The trauma eclipsed my grief for weeks while I continued to bleed. I buried what I lost in my garden, under a new forsythia plant. A sacrificial blood offering to the Great Mother on behalf of all the mothers and would-be mothers who have known and will know loss. I look forward to seeing the forsythia bloom on the first day of Spring. When I was finally able to access my grief I discovered that postpartum miscarriage is mostly a series of painful anniversaries. Mother’s Day. The day we would have learned the gender. The week we scheduled our babymoon. The week I would have been laboring. The first holiday we would have introduced our babe to the family.

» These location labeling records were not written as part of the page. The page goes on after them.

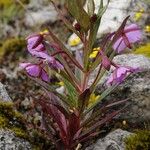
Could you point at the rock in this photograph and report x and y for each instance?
(136, 88)
(39, 13)
(116, 12)
(3, 93)
(121, 9)
(8, 141)
(133, 61)
(113, 141)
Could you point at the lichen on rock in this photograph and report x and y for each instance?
(138, 141)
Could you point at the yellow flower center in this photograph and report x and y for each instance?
(94, 53)
(74, 42)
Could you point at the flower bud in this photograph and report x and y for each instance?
(106, 63)
(93, 18)
(77, 26)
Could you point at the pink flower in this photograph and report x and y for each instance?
(130, 35)
(35, 70)
(36, 48)
(35, 44)
(119, 74)
(106, 63)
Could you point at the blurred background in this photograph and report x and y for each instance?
(20, 18)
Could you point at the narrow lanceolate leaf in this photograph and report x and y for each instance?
(99, 124)
(74, 124)
(83, 100)
(75, 7)
(102, 96)
(90, 7)
(71, 93)
(93, 32)
(66, 22)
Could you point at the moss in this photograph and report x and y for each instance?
(8, 3)
(138, 141)
(20, 133)
(145, 50)
(12, 45)
(13, 120)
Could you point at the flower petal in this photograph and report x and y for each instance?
(33, 70)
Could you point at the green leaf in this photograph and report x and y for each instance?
(90, 7)
(75, 7)
(71, 93)
(83, 99)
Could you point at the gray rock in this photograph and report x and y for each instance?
(8, 141)
(3, 93)
(136, 87)
(113, 141)
(38, 13)
(133, 61)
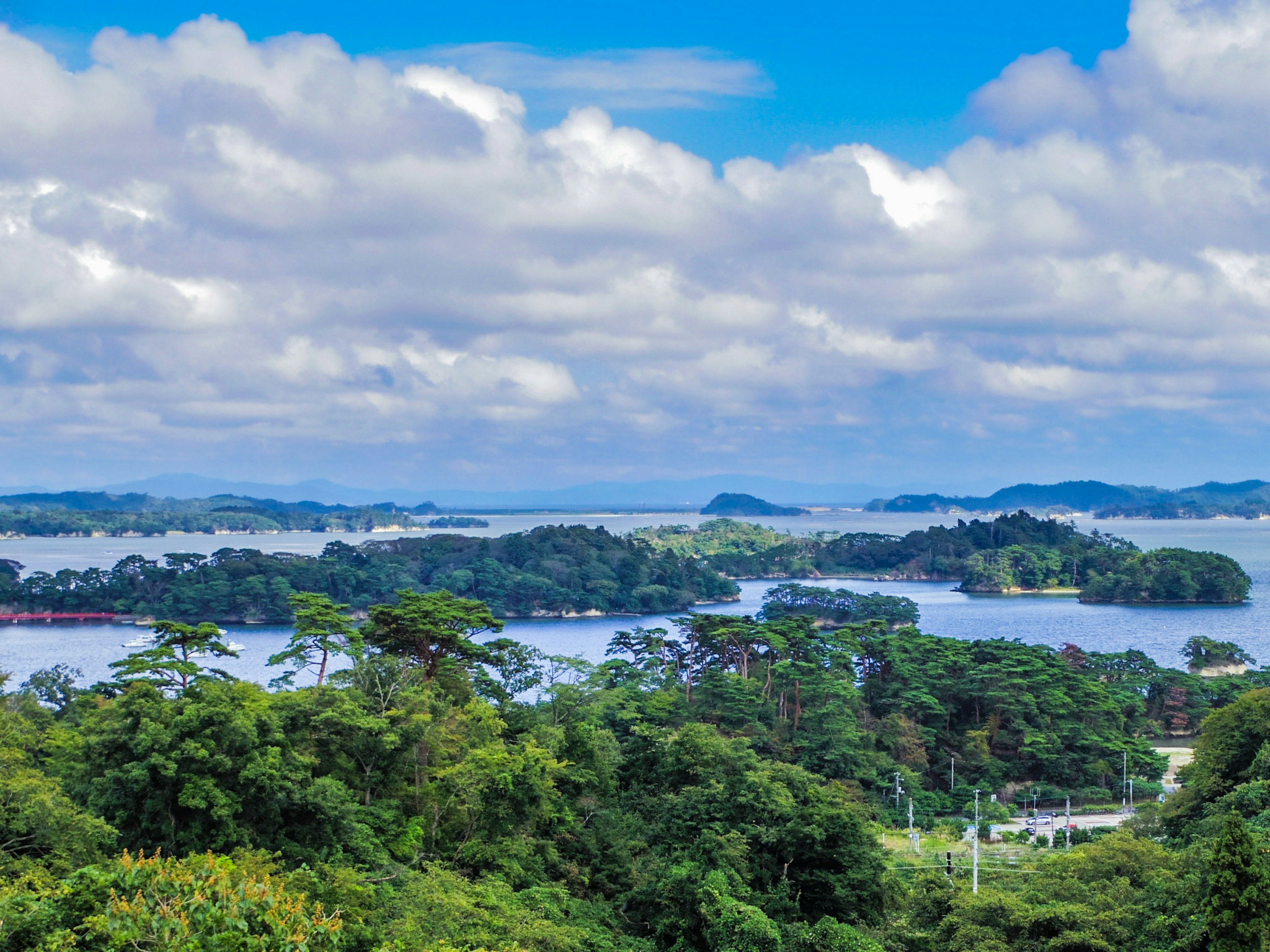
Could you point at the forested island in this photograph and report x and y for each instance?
(1015, 553)
(571, 572)
(722, 786)
(550, 572)
(1248, 500)
(140, 515)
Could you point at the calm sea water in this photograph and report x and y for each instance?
(1048, 620)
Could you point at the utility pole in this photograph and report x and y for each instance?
(975, 887)
(912, 840)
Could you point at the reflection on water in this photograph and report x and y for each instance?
(1047, 620)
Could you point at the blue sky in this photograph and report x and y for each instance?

Not all miscarriage is traumatic though, and that’s worth sharing too. Eight months later, my second loss at six weeks, was an unwelcome surprise. But that time there was no physical pain. It was a five-day gentle bleed at home - wrapped in a cocoon of care and solitude. I took the time and space for my mourning soul to pass into the liminal space between worlds where grieving and birthing women often travel - to feel tangible life move out of my womb. This time, rather than feeling anger and hatred towards my body, I was able to access gratitude. For I truly believe that my body has infinite wisdom and is spectacular at the job it is designed to do. I contribute that level of trust to the way I’ve cared for myself holistically this year - in preparation for pregnancy and postpartum.

And you know, all things considered, this year has made me stronger. These deaths have remade me and I’m ready to greet the new year with new insights and tools as I continue to mentor women.